Tradisi Saling Hantar Makanan Menjelang Lebaran
"Kurir" rantang makanan biasanya anak-anak usia belasan tahun ke bawah. Mereka adalah anak-anak dari keluarga yang akan melakukan tradisi menghantar makanan atau anak-anak tetangga. Nanti anak-anak yang jadi "kurir" itu diburuhan (dikasih upah) berupa uang atau satu rantang makanan.
Sebuah keluarga yang melakukan tradisi saling menghantar makanan satu hari menjelang lebaran, biasanya didasari pertimbangan efektifitas, tidak mau repot dua kali masak. Dengan masak makanan satu hari sebelum lebaran bisa sekalian masak makanan untuk persiapan perayaan lebaran esok harinya.
Saya termasuk generasi yang pernah merasakan suasana tradisi saling menghantar makanan menjelang lebaran itu. Saya ingat betul bagaimana suasananya.
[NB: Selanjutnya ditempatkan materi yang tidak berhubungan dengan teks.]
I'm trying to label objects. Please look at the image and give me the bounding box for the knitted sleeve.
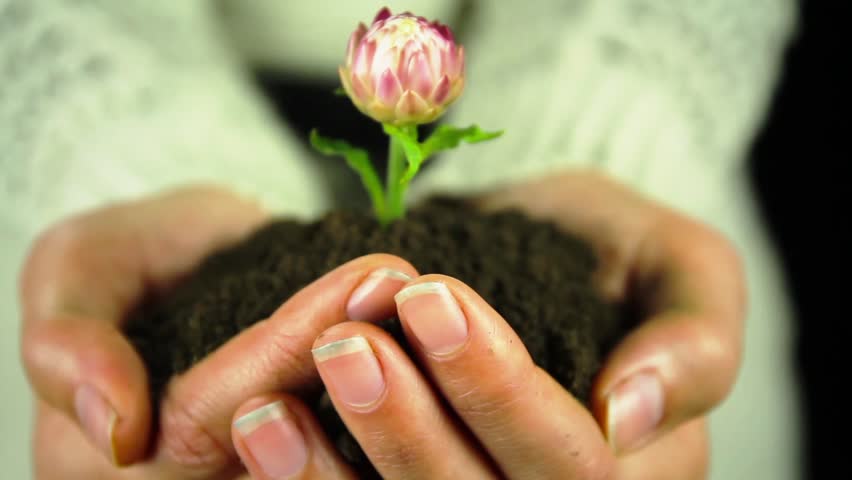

Terutama satu hari menjelang lebaran, di jalan desa, di jalan setapak, bahkan di jalan pematang sawah, kita bisa melihat pemandangan banyak orang berjalan dengan menenteng beberapa rantang susun. Mereka berjalan ke arah yang sama atau arah yang berlawanan, tergantung tujuan masing-masing.
Bagi anak-anak, momen seperti itu bisa sekalian sambil ngabuburit. Mereka megantarkan rantang makanan ke kerabat yang agak jauh, pas pulang menjelang maghrib, menjelang waktu berbuka puasa.
Anak-anak juga merasa senang jadi "kurir" pembawa rantang makanan karena nanti mereka akan menerima buruh (upah). Bahkan dengan buruh (upah) satu rantang makanan pun mereka sudah merasa senang.
Tradisi saling menghantar makanan menjelang lebaran di kalangan masyarakat Sunda yang ada di pedesaan tempo doeloe itu jika dipahami dalam tradisi sekarang ini adalah bentuk saling berbagi parcel lebaran. Namun bentuknya adalah paket "makanan berat".
Tradisi saling menghantar makanan menjelang lebaran secara umum memang sudah tidak ada, walau pun di beberapa daerah tertentu mungkin masih ada yang melakukannya. Namun bukan berarti rasa simpati atau persudaraan antar tetangga dan saudara juga sudah tidak ada. Ini hanya masalah tradisi.